Background technique
The first, the operation data o'clock of fired power generating unit DCS system real-time control is at 10000 points or more, for all the time all
In the real time data of generation, have been able to reach mass data rank.In the control process of conventional, the real-time number of magnanimity
According to or according to traditional approach and modern control theory, being used in the relationship map of 2D plane to operation picture
Wherein limited one group of key operation data point is supplied to operations staff and DCS as the input and output of operation and monitoring scheme
Unit is reasonably controlled;Traditional method can not provide the more abundant three-dimensional stereo data interactive relationship of operations staff,
It can only be according to production process micro-judgment.

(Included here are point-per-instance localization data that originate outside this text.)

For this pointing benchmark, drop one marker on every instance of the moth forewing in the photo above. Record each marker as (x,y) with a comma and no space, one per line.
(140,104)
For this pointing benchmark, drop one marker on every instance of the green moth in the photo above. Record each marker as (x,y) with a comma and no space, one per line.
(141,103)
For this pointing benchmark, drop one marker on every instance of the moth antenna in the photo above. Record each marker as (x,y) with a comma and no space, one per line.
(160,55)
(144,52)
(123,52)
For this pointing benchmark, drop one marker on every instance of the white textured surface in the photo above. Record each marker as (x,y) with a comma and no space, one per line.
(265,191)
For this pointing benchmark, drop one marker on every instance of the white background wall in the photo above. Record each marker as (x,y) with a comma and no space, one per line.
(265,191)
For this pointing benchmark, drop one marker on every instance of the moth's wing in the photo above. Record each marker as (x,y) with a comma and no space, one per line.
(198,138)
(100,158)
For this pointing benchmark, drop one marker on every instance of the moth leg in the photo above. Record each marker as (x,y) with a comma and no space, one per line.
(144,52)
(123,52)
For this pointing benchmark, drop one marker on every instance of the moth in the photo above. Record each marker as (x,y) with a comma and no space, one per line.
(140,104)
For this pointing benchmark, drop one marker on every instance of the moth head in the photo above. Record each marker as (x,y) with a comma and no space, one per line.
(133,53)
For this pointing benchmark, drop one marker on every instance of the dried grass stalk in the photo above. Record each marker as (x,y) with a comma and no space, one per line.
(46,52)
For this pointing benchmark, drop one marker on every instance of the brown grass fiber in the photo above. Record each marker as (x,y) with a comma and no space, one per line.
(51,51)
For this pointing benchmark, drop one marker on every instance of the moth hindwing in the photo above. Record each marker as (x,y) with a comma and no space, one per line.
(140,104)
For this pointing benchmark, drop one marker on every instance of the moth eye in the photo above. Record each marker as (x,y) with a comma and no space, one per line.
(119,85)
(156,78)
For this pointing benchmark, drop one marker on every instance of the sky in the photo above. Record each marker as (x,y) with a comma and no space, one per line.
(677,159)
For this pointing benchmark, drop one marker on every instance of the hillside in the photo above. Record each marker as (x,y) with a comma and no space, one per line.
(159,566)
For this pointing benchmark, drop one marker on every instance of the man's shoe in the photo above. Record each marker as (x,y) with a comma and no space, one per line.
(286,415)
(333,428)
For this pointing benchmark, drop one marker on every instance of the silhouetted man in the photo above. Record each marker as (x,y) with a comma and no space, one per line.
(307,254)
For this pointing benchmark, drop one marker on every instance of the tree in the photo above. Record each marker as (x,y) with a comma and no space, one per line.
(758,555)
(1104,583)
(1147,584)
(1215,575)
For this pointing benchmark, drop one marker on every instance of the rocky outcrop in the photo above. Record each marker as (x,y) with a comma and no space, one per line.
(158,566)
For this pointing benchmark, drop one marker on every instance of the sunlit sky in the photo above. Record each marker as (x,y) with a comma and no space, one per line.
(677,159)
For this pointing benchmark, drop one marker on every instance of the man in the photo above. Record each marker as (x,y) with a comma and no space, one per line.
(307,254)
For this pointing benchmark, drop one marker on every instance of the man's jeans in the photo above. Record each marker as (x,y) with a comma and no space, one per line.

The second, fired power generating unit process control is the Process Control System of a complicated multivariable, crucial operation number
According to, for example Stream temperature and main vapour pressure can just occur to change accordingly often after an obvious lag time,
And affected to practical control performance, it is especially true to the unit of circulating fluidized bed boiler.It after all, is due to controlled pair
As caused by self-information deficiency;And traditional method, it is all based on thermodynamic equilibrium relationship or transmission function relationship obtains
Analysis model is that can not find profound data relationship based on priori knowledge and local knowledge;
Third, fired power generating unit information are complicated, and technical threshold is high, before dispatching of power netwoks personnel can only by dispatch command come pair
Power plant carries out empirical operation, the inside concrete condition of generating set can not be understood in depth, to make to power grid overall performance
Optimal scheduling decision, net side and source lack intuitive effective communication mechanism.
Summary of the invention
Technical problem to be solved by the invention is to provide one kind to meet the actual production of unit net source coordination, is able to reflect
The cloud of power grid optimal scheduling decision visualizes machine net coordinated control response characteristic data digging method.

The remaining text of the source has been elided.